1) Evolution of primates and mammalian faunal evolution, especially in South America. For the past 30 years, I have been engaged in research in Argentina, Bolivia The Dominican Republic, Peru, and Colombia with three objectives:a) to reconstruct the evolutionary history and adaptive patterns of South America primates and other mammals; b) to establish a more precise geologic chronology for the mammalian faunas between the late Eocene and middle Miocene (between about 36 and about 15 million years ago); and c) to use anatomy and niche structure of modern mammals as a means to reconstruct the evolution of mammalian niche structure in the Neotropics.

2) Primate Anatomy. I am working to reconstruct the phylogeny of primates based (principally) on anatomical evidence; and to infer the adaptations of extinct primates based mainly on cranial and dental evidence.

Field activities
Current fieldwork is focused on the study of terrestrial biotic change in Patagonia through the 'mid-Miocene Climate Optimum' when global climate was moderate and the subtropical zone, with primates and other typically tropical vertebrates, extended their ranges up to 55 degrees of South latitude.

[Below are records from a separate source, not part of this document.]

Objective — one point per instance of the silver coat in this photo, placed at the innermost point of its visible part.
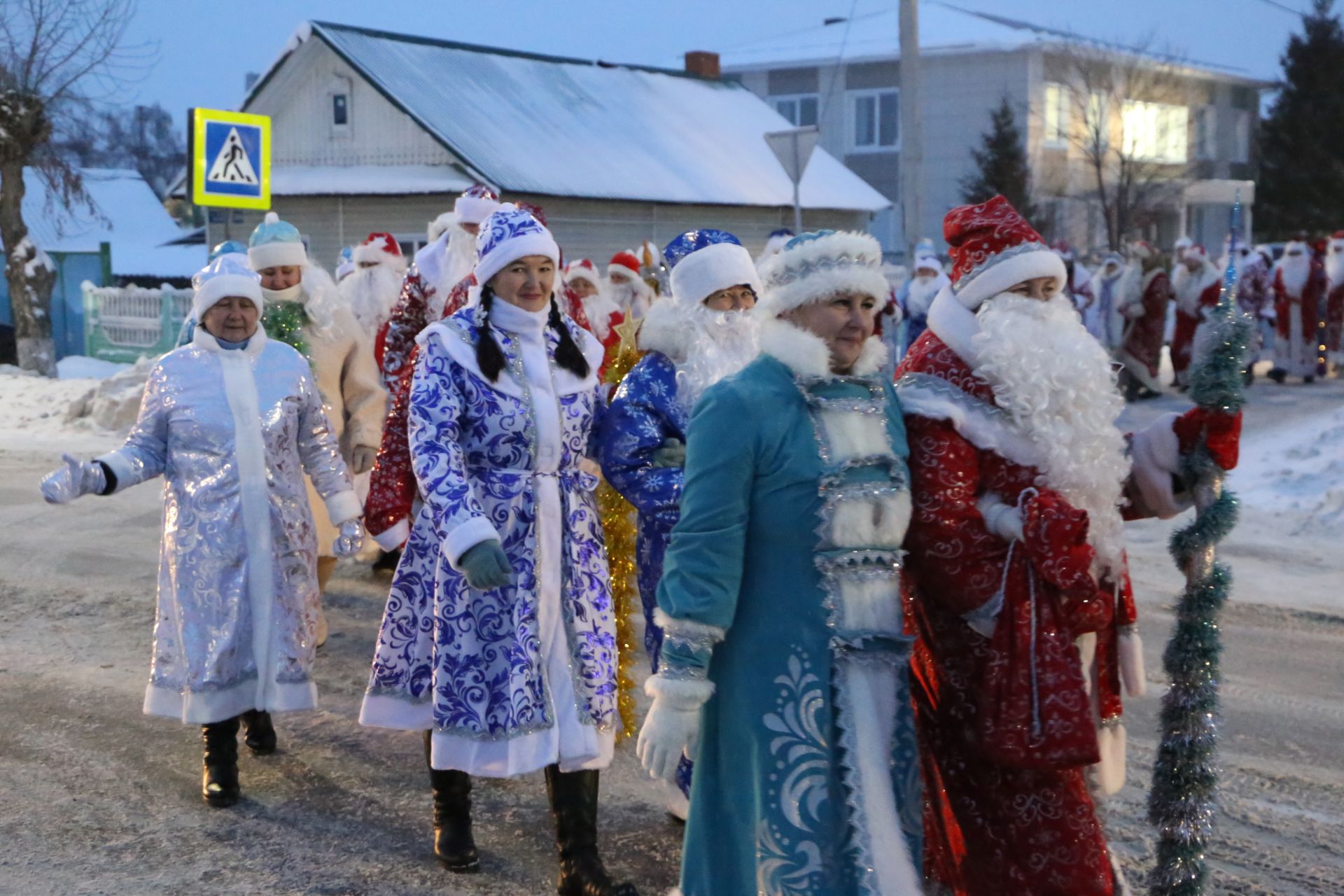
(232, 433)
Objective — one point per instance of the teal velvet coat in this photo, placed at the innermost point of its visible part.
(781, 586)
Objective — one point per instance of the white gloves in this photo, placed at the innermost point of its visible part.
(350, 540)
(73, 480)
(672, 726)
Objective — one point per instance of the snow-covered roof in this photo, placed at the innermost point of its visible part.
(347, 181)
(128, 216)
(561, 127)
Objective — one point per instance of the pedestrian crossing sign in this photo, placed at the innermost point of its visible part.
(230, 159)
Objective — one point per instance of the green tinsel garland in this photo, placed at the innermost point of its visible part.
(286, 321)
(1184, 797)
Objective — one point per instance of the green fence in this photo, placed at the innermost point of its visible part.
(125, 323)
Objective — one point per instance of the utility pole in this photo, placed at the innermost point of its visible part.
(911, 134)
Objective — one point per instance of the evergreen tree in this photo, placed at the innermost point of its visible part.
(1000, 164)
(1301, 143)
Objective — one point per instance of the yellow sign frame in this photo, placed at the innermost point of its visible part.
(200, 164)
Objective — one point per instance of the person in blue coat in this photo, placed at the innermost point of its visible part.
(785, 654)
(692, 339)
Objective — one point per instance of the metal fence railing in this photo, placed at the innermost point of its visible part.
(125, 323)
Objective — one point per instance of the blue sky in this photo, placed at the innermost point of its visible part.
(206, 49)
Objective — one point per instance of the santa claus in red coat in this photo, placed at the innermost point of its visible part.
(1196, 284)
(1335, 300)
(1298, 295)
(1015, 574)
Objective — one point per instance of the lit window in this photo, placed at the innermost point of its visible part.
(1057, 115)
(1156, 132)
(876, 120)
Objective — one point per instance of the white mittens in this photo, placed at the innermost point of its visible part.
(350, 539)
(672, 726)
(76, 479)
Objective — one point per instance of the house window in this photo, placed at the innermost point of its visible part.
(1057, 115)
(1242, 136)
(1098, 121)
(876, 120)
(800, 111)
(1156, 132)
(1206, 146)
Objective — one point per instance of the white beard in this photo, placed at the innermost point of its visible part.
(1296, 270)
(717, 344)
(371, 293)
(1057, 383)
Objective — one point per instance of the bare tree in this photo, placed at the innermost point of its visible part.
(1133, 133)
(57, 59)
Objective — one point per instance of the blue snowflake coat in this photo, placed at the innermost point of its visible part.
(645, 413)
(463, 662)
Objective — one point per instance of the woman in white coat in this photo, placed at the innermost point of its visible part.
(232, 421)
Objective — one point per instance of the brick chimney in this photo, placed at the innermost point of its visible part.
(702, 64)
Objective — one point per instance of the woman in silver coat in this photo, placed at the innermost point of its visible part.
(232, 421)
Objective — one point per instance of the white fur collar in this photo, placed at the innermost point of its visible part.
(808, 355)
(955, 324)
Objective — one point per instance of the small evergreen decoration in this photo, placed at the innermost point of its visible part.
(1184, 796)
(1002, 164)
(1301, 143)
(286, 321)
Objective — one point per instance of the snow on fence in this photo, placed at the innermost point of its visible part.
(127, 323)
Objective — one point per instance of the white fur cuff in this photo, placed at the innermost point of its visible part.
(687, 629)
(683, 694)
(1156, 457)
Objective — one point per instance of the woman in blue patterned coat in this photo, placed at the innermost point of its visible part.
(692, 339)
(499, 637)
(785, 657)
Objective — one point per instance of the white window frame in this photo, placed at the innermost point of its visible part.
(796, 99)
(1056, 115)
(854, 97)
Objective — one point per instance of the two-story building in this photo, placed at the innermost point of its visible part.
(379, 132)
(1189, 130)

In this collaborative research undertaking with colleagues at University of Washington and Boise State University, the geochronology of the Santa Cruz Formation at in extreme southern Argentina is being refined using radiometric dating. Stratigraphically-controlled collections have been made of vertebrates and plant macro- and microfossils. Climate change and its impact on the biota is assessed 1) using biogeochemical analysis of stable isotopes in fossil mammalian tooth enamel; 2) by documenting changes in mammalian community structure (richness, origination and extinction rates, and ecological morphology); and 3) by documenting changes in vegetation and floral composition through the study of phytoliths. These three independent lines of evidence in a refined geochronologic framework will then be compared with similar evidence from continental sequences in the Northern Hemisphere and oceanic climatic records to improve our understanding of the timing and character of climatic change in continental high latitudes during this temporal interval.

A second field project project in its early stages is the study of the fossil vertebrates of the Amazon Basin. The latter is a collaborative effort of biologists and geologists across schools at Duke (Nicholas School) and among six North American universities. My role is to direct the vertebrate paleontology component of this project in Brazil and Amazonian Peru. The hope is to recover primates from the Oligocene through Early Miocene. New material will shed light on the phylogenetic status of African Paleogene anthropoids, one of which may be the platyrrhine sister-taxon. Also, new remains of fossil primates will help to refine hypotheses about the origins of the modern families and subfamilies of platyrrhines, all of which trace back to an Early Miocene (17-21 Ma) common ancestor. Finally, new fossil primates may further constrain the time of entry of platyrrhines into South America.